Haptic shared control is a promising approach to meet these four guidelines, but the worlds of haptic interfacing and human-automation interaction design seem to be somewhat isolated. This paper has attempted to bridge the gap, by discussing several realizations of haptic shared control in light of these four design guidelines. We have discussed haptic shared control literature that indicates that all four guidelines can be met. We have also shown that experimental evidence exists that haptic shared control can lead to short-term performance benefits, such as faster and more accurate control of vehicles and robotic devices, often at lower levels of control effort. A few studies have shown reduced demand for visual attention.

However, such benefits are usually discussed in terms of benefits over manual control, and not compared to automation. Moreover, the automation system, on which the continuous forces are based, is often not separately evaluated and simply assumed to be perfect. Therefore, many important human-automation interaction issues remain unaddressed for haptic shared control (de Winter and Dodou 2011). For example, we hypothesize that it is easier to maintain skills and situation awareness and to catch an automation error when the continuous actions of an automatic controller is presented haptically, rather than through binary alerts, but this has not been proven yet. These and other human factors issues have received little experimental attention as of yet, in particular: issues with long-term use, trust, overreliance, dependency on the system, and retention of skills. This should be addressed in future research on haptic shared control.

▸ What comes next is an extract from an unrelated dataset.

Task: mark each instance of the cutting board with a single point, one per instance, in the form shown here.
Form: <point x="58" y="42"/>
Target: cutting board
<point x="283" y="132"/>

In short, we believe that haptics can be key to designing better human-automation interaction (especially for vehicular control), but that more experimental evidence is needed to understand long-term human factors issues. Therefore, it is important to join the expertise in the fields of human-automation interfacing and haptics, with the common goal of making human-automation interaction better: more intuitive, avoiding misuse, disuse, and abuse.